Like other VoIP services, the Telo plugs into your broadband router and routes your calls over the internet, which allows for updated features like HD Calling (better sound quality for voice calls). You can either port your existing phone number over to Ooma or get a new number from the company.
The first investment is in the box itself, which costs $100. (It's not supported outside the US and Canada, but if you plug it into a network anywhere in the world, it'll probably work -- albeit with a US number.) Then you'll have to choose between basic or premium service. The basic service is free, but you'll be stuck paying some state-imposed monthly fees. (It was $4 per month in New Jersey.) That gets you toll-free nationwide calling, call waiting, caller ID, 911 service, a call log history and voicemail.
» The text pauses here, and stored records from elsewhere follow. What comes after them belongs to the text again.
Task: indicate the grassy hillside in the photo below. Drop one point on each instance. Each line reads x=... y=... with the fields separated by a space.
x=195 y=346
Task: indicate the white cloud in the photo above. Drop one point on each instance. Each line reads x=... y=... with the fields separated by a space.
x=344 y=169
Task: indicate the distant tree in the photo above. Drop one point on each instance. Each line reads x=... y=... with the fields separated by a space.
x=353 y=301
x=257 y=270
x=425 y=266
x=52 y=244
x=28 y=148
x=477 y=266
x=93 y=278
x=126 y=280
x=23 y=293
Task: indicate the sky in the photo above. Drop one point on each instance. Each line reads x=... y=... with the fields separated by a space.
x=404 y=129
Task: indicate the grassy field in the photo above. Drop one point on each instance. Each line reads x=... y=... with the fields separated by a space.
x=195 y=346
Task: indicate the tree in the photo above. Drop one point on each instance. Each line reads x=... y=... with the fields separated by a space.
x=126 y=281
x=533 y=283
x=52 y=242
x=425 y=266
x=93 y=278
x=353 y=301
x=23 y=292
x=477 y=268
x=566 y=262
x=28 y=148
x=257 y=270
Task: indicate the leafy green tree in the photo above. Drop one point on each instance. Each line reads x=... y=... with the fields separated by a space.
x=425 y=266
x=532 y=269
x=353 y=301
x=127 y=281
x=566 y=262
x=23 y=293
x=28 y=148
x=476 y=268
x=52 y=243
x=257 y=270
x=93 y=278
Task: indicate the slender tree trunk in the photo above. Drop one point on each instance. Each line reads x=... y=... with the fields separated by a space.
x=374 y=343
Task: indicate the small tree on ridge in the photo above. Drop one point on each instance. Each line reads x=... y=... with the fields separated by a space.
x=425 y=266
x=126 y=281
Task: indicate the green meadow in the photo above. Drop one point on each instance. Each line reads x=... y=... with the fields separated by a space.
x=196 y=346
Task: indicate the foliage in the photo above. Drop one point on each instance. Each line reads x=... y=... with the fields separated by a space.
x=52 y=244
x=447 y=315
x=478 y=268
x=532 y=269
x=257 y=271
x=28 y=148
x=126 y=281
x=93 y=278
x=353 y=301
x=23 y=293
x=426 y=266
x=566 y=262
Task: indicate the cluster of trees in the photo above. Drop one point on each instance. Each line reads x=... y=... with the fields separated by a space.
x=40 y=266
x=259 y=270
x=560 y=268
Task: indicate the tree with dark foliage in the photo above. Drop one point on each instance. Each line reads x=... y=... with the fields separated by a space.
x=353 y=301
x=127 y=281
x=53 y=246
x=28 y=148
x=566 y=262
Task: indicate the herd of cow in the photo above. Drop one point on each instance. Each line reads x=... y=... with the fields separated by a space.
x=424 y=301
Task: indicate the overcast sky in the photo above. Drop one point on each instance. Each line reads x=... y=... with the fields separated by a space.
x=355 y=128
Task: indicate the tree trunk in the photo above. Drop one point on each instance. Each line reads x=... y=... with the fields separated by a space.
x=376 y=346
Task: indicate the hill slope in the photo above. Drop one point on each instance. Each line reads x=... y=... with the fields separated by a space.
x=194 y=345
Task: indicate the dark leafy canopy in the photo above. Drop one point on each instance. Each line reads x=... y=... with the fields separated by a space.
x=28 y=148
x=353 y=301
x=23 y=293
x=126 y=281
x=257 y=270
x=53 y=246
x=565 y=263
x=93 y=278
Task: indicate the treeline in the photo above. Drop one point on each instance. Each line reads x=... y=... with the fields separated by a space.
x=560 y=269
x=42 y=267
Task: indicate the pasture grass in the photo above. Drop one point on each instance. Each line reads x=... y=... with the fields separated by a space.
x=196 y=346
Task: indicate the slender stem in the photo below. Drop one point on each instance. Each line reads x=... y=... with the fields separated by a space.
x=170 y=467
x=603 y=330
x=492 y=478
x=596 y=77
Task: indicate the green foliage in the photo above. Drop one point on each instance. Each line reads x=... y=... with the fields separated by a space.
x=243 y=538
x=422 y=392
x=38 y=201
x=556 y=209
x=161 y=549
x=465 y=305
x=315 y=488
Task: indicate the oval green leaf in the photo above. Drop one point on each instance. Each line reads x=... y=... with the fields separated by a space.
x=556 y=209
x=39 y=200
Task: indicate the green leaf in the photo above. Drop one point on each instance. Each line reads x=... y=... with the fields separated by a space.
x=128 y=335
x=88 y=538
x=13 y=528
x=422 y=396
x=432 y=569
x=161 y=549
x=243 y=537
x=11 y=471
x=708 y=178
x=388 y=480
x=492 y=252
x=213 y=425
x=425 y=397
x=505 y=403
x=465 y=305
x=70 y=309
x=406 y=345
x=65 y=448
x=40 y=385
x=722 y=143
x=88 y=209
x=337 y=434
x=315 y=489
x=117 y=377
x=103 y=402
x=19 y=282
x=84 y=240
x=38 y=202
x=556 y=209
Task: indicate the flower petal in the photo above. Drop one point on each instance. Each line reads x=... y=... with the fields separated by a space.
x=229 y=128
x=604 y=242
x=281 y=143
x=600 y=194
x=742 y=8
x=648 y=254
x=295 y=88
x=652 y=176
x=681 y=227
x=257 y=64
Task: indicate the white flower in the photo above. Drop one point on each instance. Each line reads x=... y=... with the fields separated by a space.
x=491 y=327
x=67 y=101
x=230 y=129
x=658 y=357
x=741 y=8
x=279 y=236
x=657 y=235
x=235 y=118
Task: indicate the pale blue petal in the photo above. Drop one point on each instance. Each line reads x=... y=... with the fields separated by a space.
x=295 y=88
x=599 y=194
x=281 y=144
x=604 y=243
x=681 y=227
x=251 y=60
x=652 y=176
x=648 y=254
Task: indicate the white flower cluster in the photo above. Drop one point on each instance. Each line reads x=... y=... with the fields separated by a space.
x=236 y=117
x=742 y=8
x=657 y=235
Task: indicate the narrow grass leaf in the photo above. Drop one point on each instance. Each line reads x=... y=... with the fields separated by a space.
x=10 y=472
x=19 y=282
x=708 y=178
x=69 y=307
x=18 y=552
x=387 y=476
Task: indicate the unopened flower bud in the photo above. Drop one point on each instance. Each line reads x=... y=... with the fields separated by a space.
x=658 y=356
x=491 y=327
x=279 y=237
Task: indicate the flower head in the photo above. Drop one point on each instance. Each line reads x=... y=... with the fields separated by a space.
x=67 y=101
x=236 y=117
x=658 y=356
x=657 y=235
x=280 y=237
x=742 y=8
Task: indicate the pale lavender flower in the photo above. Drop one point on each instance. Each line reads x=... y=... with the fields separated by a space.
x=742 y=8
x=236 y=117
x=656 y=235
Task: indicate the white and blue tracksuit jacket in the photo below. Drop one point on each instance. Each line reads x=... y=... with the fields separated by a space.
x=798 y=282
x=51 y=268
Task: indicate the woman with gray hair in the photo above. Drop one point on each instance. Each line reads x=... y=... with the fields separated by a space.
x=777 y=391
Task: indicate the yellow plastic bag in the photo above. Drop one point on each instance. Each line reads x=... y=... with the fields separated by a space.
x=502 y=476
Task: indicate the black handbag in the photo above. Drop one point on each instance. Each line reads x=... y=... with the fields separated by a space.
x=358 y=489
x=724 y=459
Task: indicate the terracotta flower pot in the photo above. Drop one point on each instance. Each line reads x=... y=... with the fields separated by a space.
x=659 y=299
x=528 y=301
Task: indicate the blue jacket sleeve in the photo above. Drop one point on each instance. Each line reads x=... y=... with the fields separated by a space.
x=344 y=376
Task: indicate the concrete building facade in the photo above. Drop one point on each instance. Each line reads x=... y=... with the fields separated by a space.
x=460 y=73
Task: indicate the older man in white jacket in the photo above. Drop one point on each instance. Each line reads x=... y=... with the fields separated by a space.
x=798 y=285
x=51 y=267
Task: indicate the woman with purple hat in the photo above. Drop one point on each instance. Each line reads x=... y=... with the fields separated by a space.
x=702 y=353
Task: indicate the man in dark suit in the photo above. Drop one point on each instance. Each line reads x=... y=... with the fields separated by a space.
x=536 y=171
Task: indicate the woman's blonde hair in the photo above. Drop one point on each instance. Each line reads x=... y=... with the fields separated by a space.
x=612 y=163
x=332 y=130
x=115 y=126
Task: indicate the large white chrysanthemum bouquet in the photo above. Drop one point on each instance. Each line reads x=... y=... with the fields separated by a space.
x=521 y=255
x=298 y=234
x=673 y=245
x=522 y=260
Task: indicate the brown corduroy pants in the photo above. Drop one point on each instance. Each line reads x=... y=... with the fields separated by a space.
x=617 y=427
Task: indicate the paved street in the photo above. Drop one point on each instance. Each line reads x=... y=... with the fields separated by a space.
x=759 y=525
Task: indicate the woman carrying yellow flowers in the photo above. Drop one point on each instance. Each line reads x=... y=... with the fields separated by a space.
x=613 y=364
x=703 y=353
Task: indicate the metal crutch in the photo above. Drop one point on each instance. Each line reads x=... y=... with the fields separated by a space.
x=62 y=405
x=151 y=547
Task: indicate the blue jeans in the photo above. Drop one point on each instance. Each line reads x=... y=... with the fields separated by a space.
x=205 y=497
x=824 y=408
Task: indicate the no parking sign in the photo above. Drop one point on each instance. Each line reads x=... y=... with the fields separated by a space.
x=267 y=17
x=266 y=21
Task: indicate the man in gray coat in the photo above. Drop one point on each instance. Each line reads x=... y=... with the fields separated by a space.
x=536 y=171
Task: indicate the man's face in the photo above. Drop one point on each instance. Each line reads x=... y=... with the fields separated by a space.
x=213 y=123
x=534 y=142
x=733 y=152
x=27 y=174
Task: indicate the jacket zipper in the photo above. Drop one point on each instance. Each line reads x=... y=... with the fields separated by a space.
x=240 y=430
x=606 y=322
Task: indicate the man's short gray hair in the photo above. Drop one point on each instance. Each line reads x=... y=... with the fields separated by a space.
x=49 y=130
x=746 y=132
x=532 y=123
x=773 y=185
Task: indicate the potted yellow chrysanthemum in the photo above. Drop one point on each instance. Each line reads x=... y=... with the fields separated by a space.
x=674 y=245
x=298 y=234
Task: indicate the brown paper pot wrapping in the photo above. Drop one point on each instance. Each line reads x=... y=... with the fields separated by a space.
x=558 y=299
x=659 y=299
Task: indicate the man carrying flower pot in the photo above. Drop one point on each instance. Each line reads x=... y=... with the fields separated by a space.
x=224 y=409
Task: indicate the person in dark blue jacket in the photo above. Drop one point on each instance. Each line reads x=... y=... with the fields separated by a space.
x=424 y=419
These last two can be accessed from Ooma's online dashboard.
Ooma also offers a premium service for $9.99 per month, which includes several additional features, including voicemail via email, call screening, do not disturb and call forwarding. You can forward calls to an Android phone or iPhone. Ooma's app is quite good and much more reliable than some other VoIP companions apps I've tried, such as the Invoxia Voice Bridge and MagicJack.